There was even an escape clause, in a way. Gabriel had once told me that there was a kill-spot on immortals, a place that would put them out if impaled. His was on his arm, which was a fact I intended to take to the grave...or, well, not. Still, so long as the spot was staked, the RCR couldn't kick in, which meant the body would decompose. Logic suggested that impaling the spot indefinitely until the body decomposed beyond all possibility of regeneration would effectively kill that person.

I didn't even know if I could create the serum, anyway. Primatech and Pinehearst had possessed the two halves of the formula, and Peter's father had the Catalyst, but all the pieces had been destroyed. If I made any attempt to create a new serum, I would have to start from scratch, and I had no idea where to possibly begin with something like that.

"You are so beautiful."

I turned to see Gabriel standing in the doorway of our bedroom watching me with dark eyes, his shirtless skin pale in the glow of the city lights out the living room windows. I wondered how long he had been standing there, watching me stare blindly into the darkness from my perch on the couch. Even with sleep-mussed hair, he was beautiful to me. "I don't know how to make this decision."
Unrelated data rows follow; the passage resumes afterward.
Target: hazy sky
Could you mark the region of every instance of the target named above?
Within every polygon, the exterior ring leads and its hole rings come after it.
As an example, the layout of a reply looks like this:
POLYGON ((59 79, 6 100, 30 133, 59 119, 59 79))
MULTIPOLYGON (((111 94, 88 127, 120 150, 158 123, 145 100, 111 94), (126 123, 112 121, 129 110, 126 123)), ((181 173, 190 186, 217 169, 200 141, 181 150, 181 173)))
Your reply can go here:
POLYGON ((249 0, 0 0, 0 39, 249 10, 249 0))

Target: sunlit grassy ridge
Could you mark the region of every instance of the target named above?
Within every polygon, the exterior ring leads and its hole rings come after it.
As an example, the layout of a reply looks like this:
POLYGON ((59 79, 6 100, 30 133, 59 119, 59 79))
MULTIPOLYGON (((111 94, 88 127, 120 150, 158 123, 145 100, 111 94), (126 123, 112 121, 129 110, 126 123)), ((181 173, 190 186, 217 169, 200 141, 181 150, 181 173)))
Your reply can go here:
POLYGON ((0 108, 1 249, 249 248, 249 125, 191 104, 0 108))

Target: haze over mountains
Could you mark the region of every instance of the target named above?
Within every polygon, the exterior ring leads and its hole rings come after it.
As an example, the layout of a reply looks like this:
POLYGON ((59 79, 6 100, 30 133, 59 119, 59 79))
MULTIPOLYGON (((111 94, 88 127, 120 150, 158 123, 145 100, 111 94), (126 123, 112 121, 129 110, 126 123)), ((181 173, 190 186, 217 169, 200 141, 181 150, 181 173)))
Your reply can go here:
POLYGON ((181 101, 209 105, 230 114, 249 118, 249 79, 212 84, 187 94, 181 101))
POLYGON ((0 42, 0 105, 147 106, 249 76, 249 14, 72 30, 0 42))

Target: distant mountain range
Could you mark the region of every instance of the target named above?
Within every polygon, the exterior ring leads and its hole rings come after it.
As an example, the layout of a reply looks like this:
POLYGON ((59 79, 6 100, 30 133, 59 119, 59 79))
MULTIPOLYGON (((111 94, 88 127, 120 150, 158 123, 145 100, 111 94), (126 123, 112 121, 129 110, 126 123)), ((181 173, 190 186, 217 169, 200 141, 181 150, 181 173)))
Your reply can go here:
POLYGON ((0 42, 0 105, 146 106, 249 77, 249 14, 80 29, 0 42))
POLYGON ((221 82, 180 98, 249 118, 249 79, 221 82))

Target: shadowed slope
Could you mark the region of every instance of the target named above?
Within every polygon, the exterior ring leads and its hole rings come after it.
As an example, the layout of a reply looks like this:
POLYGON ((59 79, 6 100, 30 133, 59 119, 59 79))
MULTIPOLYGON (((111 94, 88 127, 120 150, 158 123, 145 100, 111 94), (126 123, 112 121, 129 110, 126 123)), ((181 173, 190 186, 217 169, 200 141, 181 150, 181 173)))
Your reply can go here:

He sighed. "I know." He pulled away from the doorframe and came to sit by me, pulling me across his lap and wrapping warm arms around me. He was always like a furnace. "I've asked the impossible of you. I never had to consider the things you're facing." We'd had several discussions on the subject, but I was no closer to a decision.

"What if... What if I said no?" I asked quietly. "What if I aged and got ugly? Would you still love me then?"

He pressed a kiss to my forehead. "I will love you until the day I die, Hero. It's not your physical beauty that draws me."

I sighed. "What if we grow tired of each other? Centuries of immortality together... I imagine it would take its toll, even on us."

He rested his forehead against mine, looking into my eyes. "I just want the opportunity to cross that bridge. The way things are going, I'm going to lose you before old age can take you from me. Every time you walk out the door, I see reckless drivers, muggers, crashing planes, fires... And that's not even considering the other things that keep me up at night. Cancer, an undiagnosed heart problem, an aneurism. One day you'll go where I can't follow."

I swallowed. I hadn't known he worried about those things. Honestly, I was young and healthy; the idea of illness had never occurred to me. "I can't make this decision now. Let's continue with our lives and table it. I want to have your children. I want a life with you. But we can work on the serum, and have the option. We don't have to decide now."

The kiss he rewarded me with melted me to my core.